L-Dot / Letterboxd-list-scraper

A program that can scrape Letterboxd lists from an input URL. The output CSV or JSON contains information about the film title, release year, director, cast, personal rating, average rating and a lot more.
MIT License
41 stars 11 forks source link

multiple file types functionality #11

Closed jonathanhouge closed 2 months ago

jonathanhouge commented 3 months ago

Hello! I'm a college student and stumbled upon this repo. I thought it would be helpful for a project I'm doing, and it ended up being IMMENSELY helpful! However, I needed it to output a json file instead of a csv file. For my own project, I just changed everything related to csv to json, but thought that as a fun side-project and to show my appreciation, I would add the functionality to specify file types.
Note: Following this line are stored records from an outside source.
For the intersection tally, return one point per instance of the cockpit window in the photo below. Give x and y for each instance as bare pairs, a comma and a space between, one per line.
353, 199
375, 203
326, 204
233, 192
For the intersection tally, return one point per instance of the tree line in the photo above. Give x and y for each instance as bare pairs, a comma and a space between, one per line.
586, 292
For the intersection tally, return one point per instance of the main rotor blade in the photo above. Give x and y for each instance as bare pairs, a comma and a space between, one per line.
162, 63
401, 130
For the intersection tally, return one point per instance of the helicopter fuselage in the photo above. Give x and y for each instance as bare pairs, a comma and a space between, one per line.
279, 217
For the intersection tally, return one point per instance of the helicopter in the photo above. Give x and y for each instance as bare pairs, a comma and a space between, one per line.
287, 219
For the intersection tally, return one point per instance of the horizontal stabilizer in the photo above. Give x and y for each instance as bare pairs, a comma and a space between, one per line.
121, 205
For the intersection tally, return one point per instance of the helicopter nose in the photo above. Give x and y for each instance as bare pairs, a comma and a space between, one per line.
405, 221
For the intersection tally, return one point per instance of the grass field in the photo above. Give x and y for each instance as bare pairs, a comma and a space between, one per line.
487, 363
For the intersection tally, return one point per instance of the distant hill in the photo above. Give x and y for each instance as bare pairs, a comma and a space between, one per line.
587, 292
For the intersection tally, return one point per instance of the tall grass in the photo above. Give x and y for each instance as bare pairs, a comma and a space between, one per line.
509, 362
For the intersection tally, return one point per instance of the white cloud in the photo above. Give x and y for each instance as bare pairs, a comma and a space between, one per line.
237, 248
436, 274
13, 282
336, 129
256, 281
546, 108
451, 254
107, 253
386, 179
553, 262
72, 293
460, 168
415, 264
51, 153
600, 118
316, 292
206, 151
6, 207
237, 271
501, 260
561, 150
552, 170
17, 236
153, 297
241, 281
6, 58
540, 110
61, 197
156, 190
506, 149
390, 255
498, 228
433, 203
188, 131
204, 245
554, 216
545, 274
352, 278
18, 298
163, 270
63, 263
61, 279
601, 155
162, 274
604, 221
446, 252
This pull request includes the ability to output either a csv or json file with the default being a csv. I think I've ensured that everything works as intended! I made a detailed commit message which you can see below to help in reviewing this pr, as well as example json outputs.

Let me know if there's anything you're unhappy about or want changed. Hope this is helpful. Thanks again for providing this wonderful tool for all to use! :D

cli.py: added new argument - "-ofe" or "--output_file_extension" str, default is ".csv" changed veriage from 'csv' to 'file'

main.py: added passing of new arg 'output_file_extension' to ListScraper creation added variable to end message to specify what kind of file type can be found in ./scraper_outputs/

checkimport_functions.py: new function 'checkimport_output_output_file_extension()' (called in instance_class, init) makes sure that '-ofe' passed in is either ".json" or ".csv", allows for exemption of comma added 'output_file_extension' parameter to 'checkimport_outputname()' to ensure name has the proper file extension

instance_class.py: new class field - 'output_file_extension' added import of 'checkimport_functions' and call to make sure the extension is valid passing of 'self.output_file_extension' to List creation modified 'scrape_all_and_writeout()' to output to json if ".json" (imported json for this) 'indent=4' makes for well formatted output 'ensure_ascii=False' makes sure special characters (including stars) aren't converted to unicode python's 'None' is converted to null with 'json.dumps' changed verbiage from 'csv' to 'file'

list_class.py: new class field - 'output_file_extension' 'self.output_file_extension' passing to 'checkimport_outputname()' 'self.output_file_extension' passing to 'scrape_list()' modified 'write_to_file()' to output to json if ".json" (imported json for this) 'indent=4' makes for well formatted output 'ensure_ascii=False' makes sure special characters (including stars) aren't converted to unicode python's 'None' is converted to null with 'json.dumps' changed verbiage from 'csv' to 'file'

scrape_functions.py: 'scrape_list()' and 'scrape_page()' take output_file_extension param now in 'space_page()', it's used to see what should be used for 'not_found', np.nan (import added) or None 'np.nan' switched with 'not_found'

utility_functions.py: removed numpy import (handled in scrape_functions.py) added parameter 'not_found' to functions json can't handle 'np.nan' - None instead!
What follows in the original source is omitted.